And while the notorious gun lobby, the National Rifle Association, is tied up in a massive fraud trial in New York and on the verge of bankruptcy, the nation’s number-two gun group, the Gun Owners of America, opposes renewing the ghost gun ban.

“Since 1988, the Undetectable Firearms Act required all firearms to be detectable by containing enough metal to set off walk-through metal detectors or x-ray machines, ensuring firearms are not taken to areas where they are expressly prohibited,” TTD, the Flight Attendants, the Government Employees, the Transport Workers, the Airline Pilots, and SEIU wrote to congressional leaders.

“More and more, flight crews and gate agents must deal with the excessive and all-too-often violent behavior of unruly passengers. Our members have been physically and verbally assaulted simply for carrying out their critical duties of keeping the flying public safe.

“Should Congress fail to timely reauthorize the Undetectable Firearms Act, flight crews, gate agents, and security professionals at airports could face the possibility of having to restrain an unruly passenger brandishing a loaded firearm that evaded airport security detection.
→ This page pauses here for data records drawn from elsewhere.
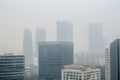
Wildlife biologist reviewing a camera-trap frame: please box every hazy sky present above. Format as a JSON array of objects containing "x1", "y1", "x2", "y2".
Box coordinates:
[{"x1": 0, "y1": 0, "x2": 120, "y2": 52}]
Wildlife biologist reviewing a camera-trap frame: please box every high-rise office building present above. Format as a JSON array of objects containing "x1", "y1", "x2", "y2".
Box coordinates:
[
  {"x1": 105, "y1": 48, "x2": 110, "y2": 80},
  {"x1": 0, "y1": 53, "x2": 25, "y2": 80},
  {"x1": 39, "y1": 42, "x2": 73, "y2": 80},
  {"x1": 89, "y1": 23, "x2": 104, "y2": 54},
  {"x1": 110, "y1": 39, "x2": 120, "y2": 80},
  {"x1": 57, "y1": 21, "x2": 73, "y2": 42},
  {"x1": 35, "y1": 29, "x2": 46, "y2": 58},
  {"x1": 23, "y1": 29, "x2": 34, "y2": 80},
  {"x1": 23, "y1": 29, "x2": 33, "y2": 66},
  {"x1": 61, "y1": 64, "x2": 101, "y2": 80}
]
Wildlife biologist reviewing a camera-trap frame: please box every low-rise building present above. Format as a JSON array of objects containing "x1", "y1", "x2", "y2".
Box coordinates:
[{"x1": 61, "y1": 64, "x2": 101, "y2": 80}]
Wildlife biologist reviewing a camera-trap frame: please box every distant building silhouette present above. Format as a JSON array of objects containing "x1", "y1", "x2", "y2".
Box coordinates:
[
  {"x1": 57, "y1": 21, "x2": 73, "y2": 42},
  {"x1": 0, "y1": 53, "x2": 25, "y2": 80},
  {"x1": 89, "y1": 23, "x2": 104, "y2": 54},
  {"x1": 110, "y1": 39, "x2": 120, "y2": 80},
  {"x1": 23, "y1": 29, "x2": 33, "y2": 66},
  {"x1": 105, "y1": 48, "x2": 110, "y2": 80},
  {"x1": 39, "y1": 42, "x2": 73, "y2": 80},
  {"x1": 35, "y1": 29, "x2": 46, "y2": 58}
]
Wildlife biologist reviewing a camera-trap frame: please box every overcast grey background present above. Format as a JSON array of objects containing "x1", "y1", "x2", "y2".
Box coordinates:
[{"x1": 0, "y1": 0, "x2": 120, "y2": 52}]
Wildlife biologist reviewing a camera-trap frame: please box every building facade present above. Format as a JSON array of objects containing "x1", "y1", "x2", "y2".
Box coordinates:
[
  {"x1": 89, "y1": 23, "x2": 104, "y2": 54},
  {"x1": 110, "y1": 39, "x2": 120, "y2": 80},
  {"x1": 35, "y1": 29, "x2": 46, "y2": 58},
  {"x1": 23, "y1": 29, "x2": 34, "y2": 67},
  {"x1": 57, "y1": 21, "x2": 73, "y2": 42},
  {"x1": 105, "y1": 48, "x2": 110, "y2": 80},
  {"x1": 61, "y1": 64, "x2": 101, "y2": 80},
  {"x1": 39, "y1": 42, "x2": 73, "y2": 80},
  {"x1": 0, "y1": 55, "x2": 25, "y2": 80}
]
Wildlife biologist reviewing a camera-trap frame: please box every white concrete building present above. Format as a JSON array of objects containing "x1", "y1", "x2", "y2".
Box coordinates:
[
  {"x1": 61, "y1": 64, "x2": 101, "y2": 80},
  {"x1": 105, "y1": 49, "x2": 110, "y2": 80}
]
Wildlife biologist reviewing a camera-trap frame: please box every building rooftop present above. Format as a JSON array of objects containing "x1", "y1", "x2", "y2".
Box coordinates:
[
  {"x1": 0, "y1": 53, "x2": 24, "y2": 56},
  {"x1": 64, "y1": 64, "x2": 98, "y2": 71}
]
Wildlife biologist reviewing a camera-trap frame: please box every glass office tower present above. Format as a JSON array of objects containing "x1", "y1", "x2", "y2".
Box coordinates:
[
  {"x1": 0, "y1": 55, "x2": 25, "y2": 80},
  {"x1": 39, "y1": 42, "x2": 73, "y2": 80}
]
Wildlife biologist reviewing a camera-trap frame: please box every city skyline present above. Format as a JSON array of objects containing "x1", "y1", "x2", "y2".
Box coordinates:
[{"x1": 0, "y1": 0, "x2": 120, "y2": 53}]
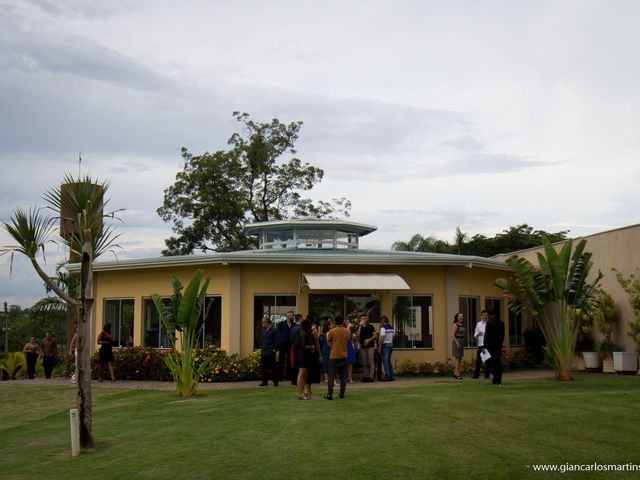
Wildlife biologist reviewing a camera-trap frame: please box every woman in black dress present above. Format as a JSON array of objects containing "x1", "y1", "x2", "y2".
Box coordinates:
[
  {"x1": 296, "y1": 318, "x2": 316, "y2": 400},
  {"x1": 98, "y1": 323, "x2": 116, "y2": 382}
]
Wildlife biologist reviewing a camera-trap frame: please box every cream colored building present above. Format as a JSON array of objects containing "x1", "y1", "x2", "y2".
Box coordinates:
[
  {"x1": 79, "y1": 220, "x2": 523, "y2": 362},
  {"x1": 494, "y1": 225, "x2": 640, "y2": 352}
]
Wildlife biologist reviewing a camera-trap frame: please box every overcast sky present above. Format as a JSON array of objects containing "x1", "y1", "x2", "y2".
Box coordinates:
[{"x1": 0, "y1": 0, "x2": 640, "y2": 306}]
This scenario could be deadly for aviation workers and passengers.”

“Permanently authorizing the Undetectable Firearms Act would prevent the manufacturing and possession of undetectable firearms at airports, crowded stadiums, and courtrooms, ensuring that firearms do not enter these secure areas unknowingly. Simply put, reauthorization of this legislation is a national security imperative.”

While the national ghost gun ban has expired, at least three states—Maryland, Washington, and New York—have also banned the weapons, a Google search shows.